Good question. We do not really have a convention for things that work
on multiple operating system platforms but that are not general enough
to be considered "Cross". As a result, we have tended to accumulate copies
of things in the platform directories that might better be shared across
several platforms. For example, Ian's unix/vm/aio.c appears also as
iOS/vm/Common/aio.c, and there are various plugins that simply make
copies of code borrowed from other platform trees.

It might be a good idea to invent some directory structure to accommodate
this, but I don't know if it's really necessary. In the case of the
ARM specific code, I think the way to find out if it matters is simply
to plug the code into the platforms/Cross directories of both oscog and
trunk branches (on your own local machine), and see if it breaks the existing
build procedures.

If you can do this with the trunk sources, and find that Ian's CMake
build still happily produces a Unix VM, and if you can also do it on the
branch/oscog sources and find the Eliot's build still works, then it's
a good bet that you can safely add the code to Cross and work out the
build system annoyances later on.

On the other hand, if either Ian's or Eliot's exiting build procedures
crash and burn after you add the new Cross/ARM code, then we should
probably give the matter a bit more thought.
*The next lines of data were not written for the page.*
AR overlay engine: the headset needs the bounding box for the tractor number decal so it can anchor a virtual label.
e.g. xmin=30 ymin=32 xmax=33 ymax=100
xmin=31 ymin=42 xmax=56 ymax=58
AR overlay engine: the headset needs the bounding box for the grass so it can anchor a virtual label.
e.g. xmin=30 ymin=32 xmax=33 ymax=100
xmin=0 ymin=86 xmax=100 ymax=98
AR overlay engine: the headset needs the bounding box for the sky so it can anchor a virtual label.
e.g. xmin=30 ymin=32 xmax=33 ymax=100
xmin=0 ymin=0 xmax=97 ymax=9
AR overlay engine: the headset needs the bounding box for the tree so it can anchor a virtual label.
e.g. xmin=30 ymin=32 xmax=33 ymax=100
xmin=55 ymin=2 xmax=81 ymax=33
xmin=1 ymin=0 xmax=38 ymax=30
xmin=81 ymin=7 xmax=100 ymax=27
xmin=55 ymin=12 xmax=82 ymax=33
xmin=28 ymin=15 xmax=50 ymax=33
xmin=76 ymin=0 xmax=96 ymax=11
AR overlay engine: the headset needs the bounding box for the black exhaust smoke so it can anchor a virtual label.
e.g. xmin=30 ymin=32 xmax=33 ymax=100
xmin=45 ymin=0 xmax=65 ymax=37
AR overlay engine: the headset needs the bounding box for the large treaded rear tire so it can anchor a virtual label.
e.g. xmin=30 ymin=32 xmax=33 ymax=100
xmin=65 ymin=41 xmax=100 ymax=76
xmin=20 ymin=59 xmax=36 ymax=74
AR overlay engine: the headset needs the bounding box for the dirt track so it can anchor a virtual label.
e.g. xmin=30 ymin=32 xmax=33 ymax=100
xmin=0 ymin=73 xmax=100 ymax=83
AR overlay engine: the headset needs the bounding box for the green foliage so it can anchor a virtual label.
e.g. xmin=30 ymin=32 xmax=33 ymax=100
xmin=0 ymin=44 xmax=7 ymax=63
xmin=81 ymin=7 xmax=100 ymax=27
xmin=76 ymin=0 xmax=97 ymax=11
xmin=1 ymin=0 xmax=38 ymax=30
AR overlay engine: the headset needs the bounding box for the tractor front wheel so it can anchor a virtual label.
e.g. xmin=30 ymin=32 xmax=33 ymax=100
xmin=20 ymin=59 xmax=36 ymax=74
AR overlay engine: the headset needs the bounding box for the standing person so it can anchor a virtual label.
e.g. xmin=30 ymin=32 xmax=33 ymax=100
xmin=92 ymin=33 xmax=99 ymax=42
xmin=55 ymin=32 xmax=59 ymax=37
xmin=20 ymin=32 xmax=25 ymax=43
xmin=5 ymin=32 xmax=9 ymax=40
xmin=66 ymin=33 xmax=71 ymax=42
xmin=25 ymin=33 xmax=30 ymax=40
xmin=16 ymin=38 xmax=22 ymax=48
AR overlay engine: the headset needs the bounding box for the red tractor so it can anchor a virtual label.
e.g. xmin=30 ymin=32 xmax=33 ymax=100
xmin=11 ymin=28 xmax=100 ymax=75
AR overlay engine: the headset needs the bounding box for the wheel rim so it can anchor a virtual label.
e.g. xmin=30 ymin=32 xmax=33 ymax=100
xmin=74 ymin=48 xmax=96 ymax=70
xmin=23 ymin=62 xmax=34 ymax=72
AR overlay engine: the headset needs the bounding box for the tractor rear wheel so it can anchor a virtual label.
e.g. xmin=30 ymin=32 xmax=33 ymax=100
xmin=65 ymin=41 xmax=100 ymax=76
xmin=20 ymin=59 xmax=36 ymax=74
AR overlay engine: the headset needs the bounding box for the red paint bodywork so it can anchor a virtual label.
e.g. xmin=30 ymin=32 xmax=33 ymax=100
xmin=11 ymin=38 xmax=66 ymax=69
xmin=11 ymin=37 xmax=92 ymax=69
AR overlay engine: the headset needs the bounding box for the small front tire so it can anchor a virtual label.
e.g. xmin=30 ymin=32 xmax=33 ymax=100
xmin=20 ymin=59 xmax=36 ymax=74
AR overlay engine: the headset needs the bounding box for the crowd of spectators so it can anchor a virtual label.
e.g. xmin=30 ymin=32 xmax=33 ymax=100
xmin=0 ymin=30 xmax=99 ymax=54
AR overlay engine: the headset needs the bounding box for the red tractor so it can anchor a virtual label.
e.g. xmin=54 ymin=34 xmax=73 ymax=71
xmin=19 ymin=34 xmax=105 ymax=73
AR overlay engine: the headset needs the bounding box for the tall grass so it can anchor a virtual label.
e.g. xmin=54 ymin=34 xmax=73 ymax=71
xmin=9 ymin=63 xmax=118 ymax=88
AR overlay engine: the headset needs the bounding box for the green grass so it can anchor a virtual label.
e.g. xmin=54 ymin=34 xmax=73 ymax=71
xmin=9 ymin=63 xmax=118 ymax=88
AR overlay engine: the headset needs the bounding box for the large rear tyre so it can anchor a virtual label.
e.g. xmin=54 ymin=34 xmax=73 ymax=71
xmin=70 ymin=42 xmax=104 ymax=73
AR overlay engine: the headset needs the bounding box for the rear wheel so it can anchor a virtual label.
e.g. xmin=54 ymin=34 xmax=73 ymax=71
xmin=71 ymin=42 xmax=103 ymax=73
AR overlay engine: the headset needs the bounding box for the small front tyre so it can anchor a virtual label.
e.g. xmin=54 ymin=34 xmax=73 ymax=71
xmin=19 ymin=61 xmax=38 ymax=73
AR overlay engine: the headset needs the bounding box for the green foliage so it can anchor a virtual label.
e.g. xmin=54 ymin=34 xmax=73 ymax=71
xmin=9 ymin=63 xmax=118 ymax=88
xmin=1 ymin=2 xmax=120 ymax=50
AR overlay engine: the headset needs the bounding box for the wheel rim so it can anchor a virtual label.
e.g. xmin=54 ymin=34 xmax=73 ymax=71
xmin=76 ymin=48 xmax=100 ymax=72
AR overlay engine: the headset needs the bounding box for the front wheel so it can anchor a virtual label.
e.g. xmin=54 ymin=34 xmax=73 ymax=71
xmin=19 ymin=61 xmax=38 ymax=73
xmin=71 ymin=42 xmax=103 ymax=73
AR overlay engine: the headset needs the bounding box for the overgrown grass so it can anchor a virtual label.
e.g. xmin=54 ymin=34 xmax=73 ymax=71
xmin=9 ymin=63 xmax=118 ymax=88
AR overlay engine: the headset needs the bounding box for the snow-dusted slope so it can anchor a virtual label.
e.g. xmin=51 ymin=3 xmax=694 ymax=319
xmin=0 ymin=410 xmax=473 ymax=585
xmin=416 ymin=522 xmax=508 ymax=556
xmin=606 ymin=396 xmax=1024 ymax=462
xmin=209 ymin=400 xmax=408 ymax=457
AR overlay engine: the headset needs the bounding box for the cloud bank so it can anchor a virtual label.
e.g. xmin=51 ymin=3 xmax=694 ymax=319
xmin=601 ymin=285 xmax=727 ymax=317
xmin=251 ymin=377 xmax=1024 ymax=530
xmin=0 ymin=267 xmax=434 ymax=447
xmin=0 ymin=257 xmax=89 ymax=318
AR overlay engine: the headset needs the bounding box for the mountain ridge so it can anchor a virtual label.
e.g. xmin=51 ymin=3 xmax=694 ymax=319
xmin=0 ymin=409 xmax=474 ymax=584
If you want me to try it with trunk/platforms/Cross for a Unix build,
send a copy of the code and I'll let you know if it works.

> Oh, the other, other issue is integrating it into the make world for both plain interp and stack/cog. Right now I have the ST code integrated into the cog vmmaker but not the plain vmmaker, but the makefile stuff is for the CMake used in the plain interp branch. Sigh. I'll move the code across to the plain vmmaker today and that ought to result in something that would build clean on an ARM unix but likely not non-ARM. Changing the cog makefiles to incorporate the new code?. yuck. autoconf. Help.
> 

Yes please. I really, really, really appreciate if you can keep the trunk
files in sync with the oscog files :)

r.e. autoconf, I can offer sympathy but not much in the way of help. I'm
not a huge fan of CMake either, but it seems to be less horrible than
autoconf was. The only thing I know of that is worse that autoconf or
CMake is the obvious - maintaining both of them at the same time ;-)

Dave

> tim
> --
> tim Rowledge; tim at rowledge.org; http://www.rowledge.org/tim
> Useful random insult:- Put a lens in each ear and you've got a telescope.